Per-bottle sidecar that fronts the agent's git remotes as a transparent mirror. Push is gated: gitleaks scans incoming refs via a pre-receive hook, and only clean refs get forwarded to the real upstream. Fetch is mirrored: every upload-pack first runs git fetch origin --prune against the upstream via the daemon's --access-hook, so an agent fetch returns whatever the upstream has now (fail-closed if the upstream is unreachable).

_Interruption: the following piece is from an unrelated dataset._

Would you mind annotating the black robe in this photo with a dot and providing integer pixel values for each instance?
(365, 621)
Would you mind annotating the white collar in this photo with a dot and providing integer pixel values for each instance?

Upstream credentials live in the gate, not the agent — so a misbehaving agent cannot push a secret-bearing commit past it and cannot acquire push access by inspecting the agent's own filesystem.

Problem

Today the agent holds its own SSH identity for each bottle.ssh entry and pushes straight at gitea/github with ssh-gate doing dumb L4 forwarding. There is no boundary between "the agent thinks this commit is fine" and "the secret hits an external remote." If a compromised or careless agent stages a .env, slips a token into a fixture, or commits the BOT_BOTTLE_CLAUDE_OAUTH_TOKEN itself, git push ships it.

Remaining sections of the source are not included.